Peccato che la Pubblica amministrazione non abbia mostrato la stessa sollecitudine dei cittadini italiani. Entro giugno 2009 tutti gli uffici avrebbero dovuto attivare una propria casella di posta, ma in realtà sono in pochi a essere arrivati pronti al debutto del 26 aprile. La situazione, in ogni caso, sta migliorando e diverse pubbliche amministrazioni, sollecitate dal ministero, si stanno mettendo in regola in questi giorni: erano circa 10mila lunedì, il 60% dei comuni capoluogo e tra il 50 e il 60% delle Asl.
Intanto per Poste italiane, che con Telecom Italia ha vinto la gara indetta dal ministero per la gestione del servizio, si apre un nuovo e promettente business. Se si raggiungesse l'obiettivo di 50 milioni di caselle di Pec, infatti, la società avrebbe accesso a un vastissimo bacino di potenziali clienti a cui vendere prodotti e servizi.

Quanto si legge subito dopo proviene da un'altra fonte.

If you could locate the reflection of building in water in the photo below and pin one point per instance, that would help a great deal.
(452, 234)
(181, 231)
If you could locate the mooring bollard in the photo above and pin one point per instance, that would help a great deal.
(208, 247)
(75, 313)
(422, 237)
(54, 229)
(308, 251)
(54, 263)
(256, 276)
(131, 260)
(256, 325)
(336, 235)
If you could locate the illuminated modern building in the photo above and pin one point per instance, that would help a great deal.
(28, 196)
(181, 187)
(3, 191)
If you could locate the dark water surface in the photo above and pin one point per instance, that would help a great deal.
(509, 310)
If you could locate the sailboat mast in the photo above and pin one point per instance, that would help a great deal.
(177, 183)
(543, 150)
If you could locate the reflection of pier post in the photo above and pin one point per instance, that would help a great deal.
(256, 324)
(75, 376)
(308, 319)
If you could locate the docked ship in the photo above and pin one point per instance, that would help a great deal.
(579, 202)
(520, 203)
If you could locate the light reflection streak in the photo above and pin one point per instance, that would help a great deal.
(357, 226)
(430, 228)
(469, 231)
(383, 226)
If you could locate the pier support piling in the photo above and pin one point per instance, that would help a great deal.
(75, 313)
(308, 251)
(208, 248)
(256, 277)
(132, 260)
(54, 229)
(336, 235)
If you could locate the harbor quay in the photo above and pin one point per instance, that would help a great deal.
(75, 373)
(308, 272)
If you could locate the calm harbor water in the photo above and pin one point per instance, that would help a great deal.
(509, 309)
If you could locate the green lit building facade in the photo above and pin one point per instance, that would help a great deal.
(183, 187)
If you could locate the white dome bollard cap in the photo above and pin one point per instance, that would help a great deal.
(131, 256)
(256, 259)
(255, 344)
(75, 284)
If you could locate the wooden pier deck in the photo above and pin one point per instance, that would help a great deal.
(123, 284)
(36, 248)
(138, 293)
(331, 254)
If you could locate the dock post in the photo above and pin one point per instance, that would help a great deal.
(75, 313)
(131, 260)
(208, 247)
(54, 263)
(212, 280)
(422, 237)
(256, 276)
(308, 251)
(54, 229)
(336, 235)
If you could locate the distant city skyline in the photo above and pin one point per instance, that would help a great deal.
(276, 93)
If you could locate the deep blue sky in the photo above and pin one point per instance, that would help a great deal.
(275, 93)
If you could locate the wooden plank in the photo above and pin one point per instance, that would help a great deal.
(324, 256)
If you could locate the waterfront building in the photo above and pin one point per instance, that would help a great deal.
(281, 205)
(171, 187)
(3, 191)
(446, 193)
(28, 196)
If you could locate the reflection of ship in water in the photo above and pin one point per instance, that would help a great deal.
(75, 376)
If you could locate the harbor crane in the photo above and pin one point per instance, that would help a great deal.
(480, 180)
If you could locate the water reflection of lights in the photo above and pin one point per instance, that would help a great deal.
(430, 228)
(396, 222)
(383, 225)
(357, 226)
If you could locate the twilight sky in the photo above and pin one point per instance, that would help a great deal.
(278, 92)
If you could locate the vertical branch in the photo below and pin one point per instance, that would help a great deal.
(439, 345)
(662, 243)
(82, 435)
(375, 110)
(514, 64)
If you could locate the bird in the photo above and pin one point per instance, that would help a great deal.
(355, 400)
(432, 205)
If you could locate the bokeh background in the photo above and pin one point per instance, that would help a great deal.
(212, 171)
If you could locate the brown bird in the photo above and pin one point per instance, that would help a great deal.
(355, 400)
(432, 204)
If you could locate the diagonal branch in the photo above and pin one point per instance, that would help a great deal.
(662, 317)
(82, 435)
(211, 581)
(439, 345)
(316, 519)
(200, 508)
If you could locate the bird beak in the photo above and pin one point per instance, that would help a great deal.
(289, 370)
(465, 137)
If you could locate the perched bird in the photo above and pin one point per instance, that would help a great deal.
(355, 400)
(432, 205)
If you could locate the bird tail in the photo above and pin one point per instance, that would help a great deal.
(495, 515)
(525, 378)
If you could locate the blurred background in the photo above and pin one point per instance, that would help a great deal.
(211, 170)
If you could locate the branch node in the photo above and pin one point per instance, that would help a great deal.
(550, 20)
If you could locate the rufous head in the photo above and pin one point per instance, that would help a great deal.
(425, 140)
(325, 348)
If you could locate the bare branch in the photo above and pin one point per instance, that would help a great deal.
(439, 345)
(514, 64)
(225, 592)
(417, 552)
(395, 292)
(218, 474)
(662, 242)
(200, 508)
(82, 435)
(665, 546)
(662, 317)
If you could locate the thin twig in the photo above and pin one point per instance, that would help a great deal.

La Pec infatti è un servizio gratuito solo in parte e chi sceglierà di utilizzarla non potrà fare a meno di usare anche i diversi servizi accessori a pagamento. A partire dalla firma digitale indispensabile, per esempio, per chi voglia fare istanza alla pubblica amministrazione per via telematica. «Il messaggio serve solo a certificare legalmente la data in cui è stato inviato – spiega l'avvocato Andrea Lisi, presidente di Anorc (associazione dei responsabili della conservazione digitale dei documenti – perché un documento informatico abbia valore legale deve rispettare determinati requisiti. Un foglio autografato e scannerizzato per dire, non ha alcun valore. Occorre che la firma sia digitale e questo è un servizio a pagamento». Così come si pagherà l'ampliamento del fascicolo elettronico, che in versione free può contenere al massimo 500 mega di dati. «Un messaggio di Pec – spiega Lisi – deve essere in formato digitale per avere valore legale. Non posso semplicemente stamparlo e metterlo in un faldone».
Questi sono solo alcuni esempi del business che, se la Pec decollasse, potrebbe rimpolpare le casse di Poste italiane, già coinvolta dal governo nelle operazioni social card e incentivi. L'azienda, caso più che raro per il settore in Europa, presenta da otto anni bilanci in utile. Un risultato su cui pesa la scelta di investire su servizi telematici per cittadini e imprese. Quest'anno il numero degli utenti registrati sul sito poste.it è arrivato a quota 5,3 milioni nel 2010 (erano 3,8 nello stesso periodo dell'anno scorso).